Kupplungsprobleme

“Wegen Kupplungsproblemen fällt dieser Teil des Zuges aus.“ So oder ähnlich ertönte die Stimme des Lokführers aus dem Lautsprecher. Am Freitagmorgen hätten wir in Winterthur Seen wie üblich an den bereitstehenden Teil der S11 angekuppelt werden sollen. Dies gelang jedoch – wie aus dieser Durchsage hervorkam – nicht. Also: Aussteigen, in den vorderen Teil einsteigen.

Problematisch nur: Der vordere Teil war weg. Daraus wurde also nichts. Deshalb warteten wir auf die nachfolgende S26. Stumpfsinnig stellten sich alle ans Gleis 1, dorthin, wo wir angekommen waren. Schliesslich wurde dort der Zug angezeigt.

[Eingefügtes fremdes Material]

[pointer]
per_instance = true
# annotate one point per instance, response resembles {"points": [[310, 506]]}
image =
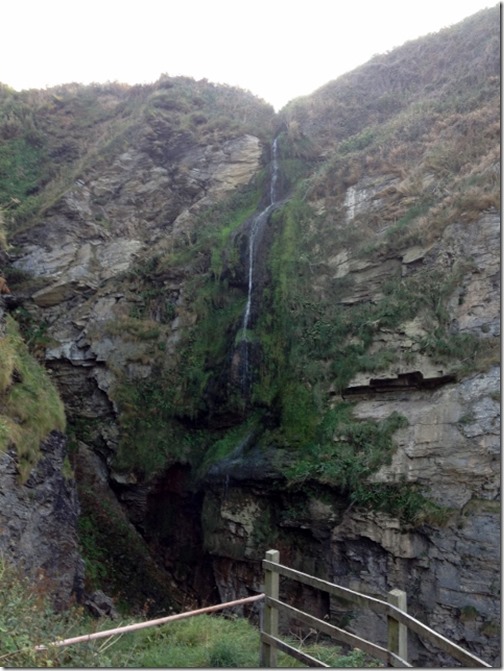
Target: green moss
{"points": [[346, 452], [31, 406]]}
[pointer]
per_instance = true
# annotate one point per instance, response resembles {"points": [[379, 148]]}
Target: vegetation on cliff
{"points": [[30, 406], [415, 133]]}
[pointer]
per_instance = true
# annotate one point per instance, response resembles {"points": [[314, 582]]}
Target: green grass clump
{"points": [[27, 619], [31, 406], [347, 451]]}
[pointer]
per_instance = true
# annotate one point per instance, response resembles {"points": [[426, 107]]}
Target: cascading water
{"points": [[258, 223]]}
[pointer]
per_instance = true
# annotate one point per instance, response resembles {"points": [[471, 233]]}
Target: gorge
{"points": [[265, 331]]}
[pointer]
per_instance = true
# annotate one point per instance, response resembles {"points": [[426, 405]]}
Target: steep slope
{"points": [[365, 446]]}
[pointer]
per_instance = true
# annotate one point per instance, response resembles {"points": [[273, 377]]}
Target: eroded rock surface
{"points": [[38, 521]]}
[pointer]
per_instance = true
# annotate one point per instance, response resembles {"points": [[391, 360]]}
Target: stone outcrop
{"points": [[38, 521], [204, 533]]}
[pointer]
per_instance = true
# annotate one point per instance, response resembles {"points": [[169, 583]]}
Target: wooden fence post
{"points": [[397, 632], [270, 620]]}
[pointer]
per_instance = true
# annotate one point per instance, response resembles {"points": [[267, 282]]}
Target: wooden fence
{"points": [[398, 622]]}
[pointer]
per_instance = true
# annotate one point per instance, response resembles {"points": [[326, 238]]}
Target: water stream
{"points": [[258, 223]]}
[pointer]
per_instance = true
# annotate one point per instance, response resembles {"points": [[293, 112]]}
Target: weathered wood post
{"points": [[397, 632], [270, 619]]}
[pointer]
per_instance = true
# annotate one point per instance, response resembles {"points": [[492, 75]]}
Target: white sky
{"points": [[278, 49]]}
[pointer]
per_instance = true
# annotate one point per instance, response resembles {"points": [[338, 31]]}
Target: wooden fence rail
{"points": [[398, 621], [149, 623]]}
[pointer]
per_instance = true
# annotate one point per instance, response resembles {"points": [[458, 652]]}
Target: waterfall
{"points": [[258, 223]]}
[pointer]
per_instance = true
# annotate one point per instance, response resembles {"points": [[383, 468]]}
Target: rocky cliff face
{"points": [[38, 522], [368, 449]]}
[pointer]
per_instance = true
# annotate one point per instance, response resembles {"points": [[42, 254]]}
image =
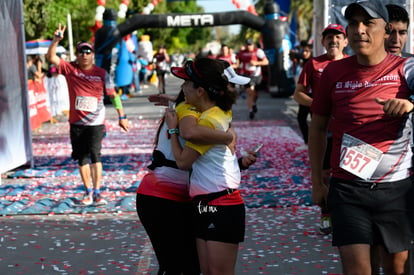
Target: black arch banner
{"points": [[274, 33]]}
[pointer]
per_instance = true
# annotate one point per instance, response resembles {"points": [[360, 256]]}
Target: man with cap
{"points": [[365, 101], [334, 41], [249, 62], [87, 85], [399, 21]]}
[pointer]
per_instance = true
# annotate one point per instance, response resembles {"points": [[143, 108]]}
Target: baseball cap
{"points": [[232, 76], [334, 28], [189, 72], [210, 81], [82, 45], [375, 9]]}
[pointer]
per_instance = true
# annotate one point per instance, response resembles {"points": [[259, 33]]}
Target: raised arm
{"points": [[51, 52]]}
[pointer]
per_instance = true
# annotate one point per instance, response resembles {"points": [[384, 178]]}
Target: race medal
{"points": [[86, 103], [358, 157]]}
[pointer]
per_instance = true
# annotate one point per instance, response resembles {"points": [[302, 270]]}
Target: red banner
{"points": [[38, 104]]}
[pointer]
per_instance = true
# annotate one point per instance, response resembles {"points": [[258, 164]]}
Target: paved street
{"points": [[278, 240]]}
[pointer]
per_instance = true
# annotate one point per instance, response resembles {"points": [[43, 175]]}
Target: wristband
{"points": [[173, 131], [117, 102]]}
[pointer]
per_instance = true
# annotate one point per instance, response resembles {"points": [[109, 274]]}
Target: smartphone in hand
{"points": [[257, 147], [171, 105]]}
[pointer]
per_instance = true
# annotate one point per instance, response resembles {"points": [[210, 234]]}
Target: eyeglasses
{"points": [[85, 51]]}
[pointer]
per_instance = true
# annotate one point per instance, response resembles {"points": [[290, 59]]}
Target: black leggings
{"points": [[170, 229]]}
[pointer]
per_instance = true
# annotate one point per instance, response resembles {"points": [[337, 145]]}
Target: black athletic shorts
{"points": [[222, 223], [381, 214], [254, 81], [86, 142]]}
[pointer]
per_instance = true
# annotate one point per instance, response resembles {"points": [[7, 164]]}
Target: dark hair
{"points": [[397, 13], [215, 82]]}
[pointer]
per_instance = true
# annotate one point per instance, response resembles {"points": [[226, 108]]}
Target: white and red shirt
{"points": [[245, 57], [167, 182], [86, 93], [347, 95]]}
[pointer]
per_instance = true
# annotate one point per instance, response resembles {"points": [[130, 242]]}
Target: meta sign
{"points": [[192, 20]]}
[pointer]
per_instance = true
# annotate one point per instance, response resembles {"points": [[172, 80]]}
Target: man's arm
{"points": [[317, 147], [301, 97], [51, 52]]}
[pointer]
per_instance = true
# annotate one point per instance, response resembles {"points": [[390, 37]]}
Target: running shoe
{"points": [[251, 115], [326, 225], [254, 108], [87, 199], [99, 200]]}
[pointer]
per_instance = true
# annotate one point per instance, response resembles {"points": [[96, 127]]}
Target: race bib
{"points": [[86, 103], [358, 157]]}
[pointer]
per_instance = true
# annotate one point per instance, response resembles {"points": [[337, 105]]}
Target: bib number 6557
{"points": [[358, 157]]}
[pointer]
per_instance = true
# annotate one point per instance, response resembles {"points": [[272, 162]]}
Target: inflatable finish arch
{"points": [[273, 32]]}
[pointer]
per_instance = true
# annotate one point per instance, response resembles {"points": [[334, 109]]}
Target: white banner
{"points": [[15, 133]]}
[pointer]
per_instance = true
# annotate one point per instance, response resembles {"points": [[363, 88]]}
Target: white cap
{"points": [[235, 78]]}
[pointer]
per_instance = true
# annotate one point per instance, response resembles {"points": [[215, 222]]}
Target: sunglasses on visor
{"points": [[85, 51]]}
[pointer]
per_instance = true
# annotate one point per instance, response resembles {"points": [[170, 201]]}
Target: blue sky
{"points": [[219, 6]]}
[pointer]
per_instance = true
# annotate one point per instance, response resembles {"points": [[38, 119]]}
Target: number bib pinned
{"points": [[358, 157], [86, 103]]}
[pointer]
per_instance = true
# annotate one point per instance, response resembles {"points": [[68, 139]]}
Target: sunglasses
{"points": [[85, 51]]}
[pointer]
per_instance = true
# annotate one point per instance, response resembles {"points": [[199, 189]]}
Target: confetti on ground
{"points": [[279, 178]]}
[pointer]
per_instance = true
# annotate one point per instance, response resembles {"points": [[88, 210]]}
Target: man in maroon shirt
{"points": [[334, 41], [364, 100], [87, 84]]}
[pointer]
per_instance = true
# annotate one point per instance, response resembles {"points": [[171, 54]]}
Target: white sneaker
{"points": [[87, 199], [99, 200]]}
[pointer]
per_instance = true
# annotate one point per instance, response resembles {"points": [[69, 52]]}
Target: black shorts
{"points": [[86, 142], [222, 223], [327, 157], [378, 215]]}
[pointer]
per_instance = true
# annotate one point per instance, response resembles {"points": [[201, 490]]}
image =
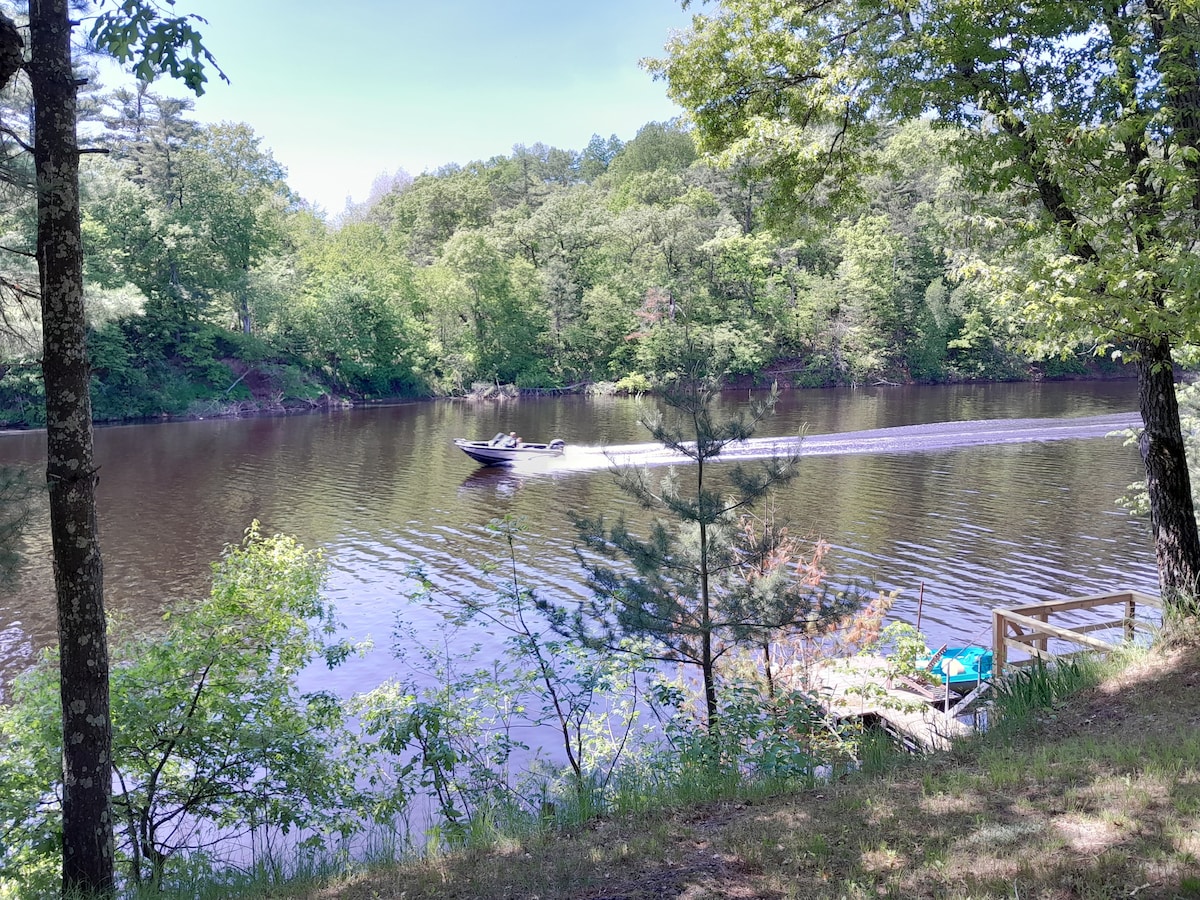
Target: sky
{"points": [[343, 93]]}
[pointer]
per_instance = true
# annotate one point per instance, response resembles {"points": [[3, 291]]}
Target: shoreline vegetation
{"points": [[1089, 795], [268, 399]]}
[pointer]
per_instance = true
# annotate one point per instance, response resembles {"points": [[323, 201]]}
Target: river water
{"points": [[984, 495]]}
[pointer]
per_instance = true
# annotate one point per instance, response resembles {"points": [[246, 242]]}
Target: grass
{"points": [[1095, 797]]}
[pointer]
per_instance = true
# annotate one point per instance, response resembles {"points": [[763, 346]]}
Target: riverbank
{"points": [[1098, 797]]}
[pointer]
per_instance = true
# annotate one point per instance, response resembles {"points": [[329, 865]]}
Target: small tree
{"points": [[687, 589], [213, 739]]}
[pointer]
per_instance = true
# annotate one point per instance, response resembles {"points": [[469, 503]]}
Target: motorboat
{"points": [[507, 450]]}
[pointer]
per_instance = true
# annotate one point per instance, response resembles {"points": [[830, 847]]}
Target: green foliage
{"points": [[455, 721], [1037, 689], [687, 587], [213, 741], [23, 395], [787, 741]]}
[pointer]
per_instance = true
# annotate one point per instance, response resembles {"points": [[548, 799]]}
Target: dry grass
{"points": [[1098, 799]]}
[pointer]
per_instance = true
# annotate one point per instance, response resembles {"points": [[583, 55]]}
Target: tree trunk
{"points": [[71, 472], [1171, 513]]}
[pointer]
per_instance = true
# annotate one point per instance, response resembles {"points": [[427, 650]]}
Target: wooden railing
{"points": [[1027, 629]]}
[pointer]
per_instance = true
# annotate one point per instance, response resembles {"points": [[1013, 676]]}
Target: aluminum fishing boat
{"points": [[507, 449]]}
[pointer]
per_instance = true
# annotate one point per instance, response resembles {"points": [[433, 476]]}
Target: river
{"points": [[984, 495]]}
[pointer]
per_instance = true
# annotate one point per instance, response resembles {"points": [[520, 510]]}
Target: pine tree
{"points": [[684, 586]]}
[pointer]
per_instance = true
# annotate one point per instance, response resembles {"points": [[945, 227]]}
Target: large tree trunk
{"points": [[71, 472], [1171, 514]]}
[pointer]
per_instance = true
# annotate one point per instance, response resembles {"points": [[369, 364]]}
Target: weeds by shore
{"points": [[1096, 796]]}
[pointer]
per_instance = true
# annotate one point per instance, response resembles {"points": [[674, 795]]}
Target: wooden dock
{"points": [[859, 688], [1026, 630]]}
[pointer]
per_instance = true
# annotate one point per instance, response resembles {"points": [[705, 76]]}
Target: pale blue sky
{"points": [[343, 93]]}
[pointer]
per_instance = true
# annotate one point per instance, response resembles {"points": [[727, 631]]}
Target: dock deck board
{"points": [[858, 687]]}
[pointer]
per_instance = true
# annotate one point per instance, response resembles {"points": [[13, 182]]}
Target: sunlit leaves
{"points": [[138, 31]]}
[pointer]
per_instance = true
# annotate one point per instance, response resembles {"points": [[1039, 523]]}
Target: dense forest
{"points": [[214, 288]]}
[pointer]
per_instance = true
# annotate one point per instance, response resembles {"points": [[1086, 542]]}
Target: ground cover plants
{"points": [[1095, 795]]}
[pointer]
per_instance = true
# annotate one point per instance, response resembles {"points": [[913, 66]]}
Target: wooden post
{"points": [[999, 648]]}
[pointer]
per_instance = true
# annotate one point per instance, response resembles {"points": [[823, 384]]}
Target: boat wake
{"points": [[899, 439]]}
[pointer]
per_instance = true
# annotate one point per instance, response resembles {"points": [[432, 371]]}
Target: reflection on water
{"points": [[383, 489]]}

Dass der Zug niemals dort einfahren konnte, hätte man erahnen können: Unser Hinterteil der S11 – der Teil, der nicht hatte angekuppelt werden können – stand ja noch da rum. Es kam, wie es kommen musste: Alle aufs Mal drängten sich durch die Unterführung auf Perron 2, als dies verkündigt wurde. Die verspätete S26 traf denn auch ein – im Tösstal bereits gut gefüllt. Einige Stehplätze liessen sich indes noch freischaufeln.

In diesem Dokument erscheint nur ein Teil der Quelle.